Christian Spirituality (1 Corinthians 1:18-25)

by T.V. Philip

T. V. Philip, born in India and a lay member of the Mar Thoma Church, has worked and taught in India, Europe, USA and Australia. He is a church historian, and a former Professor at the United Theological College, Bangalore, India.

The following appeared in The Kingdom of God is Like This, by T.V. Philip, jointly published by the Indian Society for Promoting Christian Knowledge and Christava Sahitya Samithy (CSS), Cross Junction, M.C. Road, Tiruvalla-689 101, Kerela, India. The material was prepared for Religion Online by Ted & Winnie Brock.


SUMMARY

Christian spirituality is liberation, it is freedom. It is freedom to participate in the suffering of God for the world. It is suffering love. In Jesus we are liberated from self-seeking to share in the agony and pain of others.


1 Corinthians 1:18-25:

For the word of the cross is folly to those who are perishing, but to us who being saved it is the power of God.

The opposite of the love of God is the love of self.
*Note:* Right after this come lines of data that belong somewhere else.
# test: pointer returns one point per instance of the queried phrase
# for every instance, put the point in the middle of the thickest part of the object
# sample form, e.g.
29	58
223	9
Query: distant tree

For Asian theologians in general, what is absolute about Jesus is not to be found in titles such as son of God, Messiah or Lord, but in the liberation which Jesus communicates in his person and in his teachings -- the liberation from self-centredness. In Jesus we are liberated from self-seeking to share in the agony and pain of others.

The cross discloses to us the pain and agony of God for his creation. Kitamorai, a Japanese said that the pain of God belongs to his eternal being. The pain belongs to the essence of God. It is eternal and not temporary.

In Jesus Christ, God let himself be pushed out of the world on to the cross. To be liberated by Jesus is to be pushed out of our comfortable position on to the periphery where the people suffer and are marginalized.

Christian spirituality is liberation, it is freedom. It is freedom to participate in the suffering of God for the world. It is suffering love. It is this suffering love of Jesus on the cross which attracted Gandhi of India to Jesus Christ. Gandhi’s philosophy is called satyagraha. There are two principles involved in satyagraha. satya (truth) and ahimsa (nonviolence) The goal of Gandhi’s religion was the attainment of truth. To him only truth is eternal. Truth is God. ‘I am a humble seeker after truth and bent on finding it. I count no sacrifice too great for the sake of seeing God’s face’, he wrote. The means to achieve truth is ahimsa. A satyagrahi is one who fights for the truth through non-violence.

For Gandhi, non-violence meant suffering love. During the struggle for independence, repressive violence was used by the colonial government against the innocent people of India. Gandhi resisted the violence by non-violence. Satyagraha or non-violence is not passivity. Gandhi was a great activist. He challenged all injustice, all human pretensions. He fought against the greatest military force of his day by non-violent methods. A satyagrahi is not out to conquer but to convert, not to prevail, but to persuade. He or she has infinite patience and all humility. A satyagrahi does not bulldoze others, but takes the way of self-suffering. A satyagrahi is not a fanatic. For Gandhi, Jesus was the supreme satyagrahi.

In recent years there has been a good deal of emphasis on spirituality. A large number of publications have appeared on the subject. We need to ask: Are we following the spirituality of the cross? Authentic Christian spirituality is understood and lived where there is real sharing in the pain and agony of Christ for the world. It is only by becoming the victim that one becomes a priest. Jesus Christ is our high priest because he is the lamb that is slain for the sins of the world. He is both the sacrifice and the sacrificer. Victimhood is the essence of priesthood. There is no priesthood without victimhood.

In Hinduism, at the centre of vedic revelations is the idea of sacrifice. There it is said that the Lord Prajapati, the God, sacrificed himself and out of that sacrifice came a new word. He was both the sacrifice and the sacrificer. At the origin of everything there is a sacrifice that has created it. The texture of the universe is sacrifice. The cosmic law, according to Hinduism, is not a mathematical law but a sacrificial order. The universe is created by self sacrifice, by self giving love and is sustained by it. It is this sacrifice which preserves the universe in existence, it is that which gives life and hope of life. This also is tine of Christianity.

Our movement towards the periphery where people experience pain and suffering is not simply doing a good deed, but it is also a process of our becoming participants in God who creates and sustains the universe. Every act of self-sacrifice is an act of creation or new creation. We are also recreated in that process.

Jews call for miracles, Greeks for wisdom, but we proclaim Christ -- yes, Christ nailed to the cross, and though this is a stumbling block to Jews and Greeks alike, he is the power of God and the wisdom of God.